Attacks on the Press in 2004 - Panama
|Publisher||Committee to Protect Journalists|
|Publication Date||February 2005|
|Cite as||Committee to Protect Journalists, Attacks on the Press in 2004 - Panama , February 2005, available at: http://www.refworld.org/docid/47c566eac.html [accessed 23 May 2013]|
|Disclaimer||This is not a UNHCR publication. UNHCR is not responsible for, nor does it necessarily endorse, its content. Any views expressed are solely those of the author or publisher and do not necessarily reflect those of UNHCR, the United Nations or its Member States.|
Despite legislative steps toward repealing desacato (disrespect) laws in 2004, Panama's press is among the most legally constricted in Latin America. The country's "gag laws," which include a range of statutes criminalizing criticism of public officials, were enacted under military rule in the 1960s. Some of these laws have been repealed, but Panamanian authorities continue to use the remaining statutes to stifle opponents and intimidate the local media.
On July 27, the outgoing Legislative Assembly repealed Article 33.1 of the constitution, which includes provisions criminalizing expressions that offend public officials.
Newly elected legislators, whose terms began on September 1, approved the reforms on October 26.
A week before leaving office, outgoing President Mireya Moscoso pardoned 87 journalists on August 25 who had been charged with criminal defamation, about half of the country's entire press corps. Moscoso had promised to eliminate the infamous gag laws before the end of her term but did not because public figures who benefited from them successfully blocked reform. Many of the lawsuits were filed by Panama's litigious attorney general, José Antonio Sossa, whose term ended on December 31.
On May 2, more than 14 years after the end of authoritarian rule, Panamanians elected the son of a former military dictator as the country's next president. Martín Torrijos, 41, took office on September 1 and, in one of his first decisions, helped ensure access to government information by voiding a June 2002 presidential decree that, among other things, had exempted government officials' salaries, benefits, bonuses, and travel expenses from a transparency law approved in January 2002. At year's end, it was too early to tell whether the move would ensure access to government information.
Two bills under consideration at year's end could significantly affect the Panamanian media: One would require journalists to hold a university degree in journalism; the other would decriminalize defamation and seek to reduce government manipulation of state advertising.
Several influential reporters and media executives have been hired to work for the Torrijos administration, a common practice, local journalists say. Former TV program hosts Judy Meana, of RCN TV, and Alfonso Fraguela, of TVN Channel 2, now work as spokespeople for the minister of government and justice and the president, respectively. Meanwhile, Federico Humbert Arias, former president of the board of directors at La Prensa (The Press), Panama's main daily, has been nominated to be the ambassador to the United States, and Ebrahim Asvat, former president of the daily El Siglo (The Century), has been nominated for a post as a government secretary.

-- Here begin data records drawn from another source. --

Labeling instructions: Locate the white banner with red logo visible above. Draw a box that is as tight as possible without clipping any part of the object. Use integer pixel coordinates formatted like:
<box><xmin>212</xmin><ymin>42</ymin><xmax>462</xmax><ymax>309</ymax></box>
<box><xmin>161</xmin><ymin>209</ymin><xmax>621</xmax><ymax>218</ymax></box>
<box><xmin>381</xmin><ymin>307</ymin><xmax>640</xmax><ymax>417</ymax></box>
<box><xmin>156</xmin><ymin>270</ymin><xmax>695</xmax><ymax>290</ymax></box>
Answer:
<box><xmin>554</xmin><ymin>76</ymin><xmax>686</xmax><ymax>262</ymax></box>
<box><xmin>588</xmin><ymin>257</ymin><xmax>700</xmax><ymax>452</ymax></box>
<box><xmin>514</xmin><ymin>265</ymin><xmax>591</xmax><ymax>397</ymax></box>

On June 21, La Prensa published a story titled "Torrijos, a man with media" outlining the close links between the new administration and some of the country's major news outlets. Journalists and press freedom advocates are concerned that such close ties endanger independent reporting, and that the government could use its influence to "manipulate information and public opinion," says Miguel Antonio Bernal, a Panamanian lawyer, columnist, and radio journalist.
2004 Documented Cases – Panama
JANUARY 30, 2004
Posted: March 24, 2004
Roberto Eisenmann Jr., freelance
Eisenmann, founder of the Panama City-based daily La Prensa, was charged with criminal defamation. The case stems from a January 30 column in La Prensa in which Eisenmann accused Attorney General José Antonio Sossa of "protecting criminals and filing charges against journalists." Sossa then filed a lawsuit against the journalist.
Panamanian authorities summoned Eisenmann, who now leads a nonprofit organization, for questioning in the first week of February. On February 15, the prosecutor issued an order barring Eisenmann from leaving the country. After the prosecutor summoned the journalist three times and he refused to answer any questions, Eisenmann was declared in contempt.
On March 24, at around 10:30 a.m., officers from the Technical Judicial Police came to Eisenmann's offices in Panama's capital, Panama City, and took the journalist to the prosecutor's office for questioning. After answering the questions, Eisnemann was freed but remains barred from leaving the country.
In Panama, a country known for its restrictive press laws, almost half the media's work force have criminal libel or slander cases pending against them. Public officials filed the suits in 70 percent of those cases.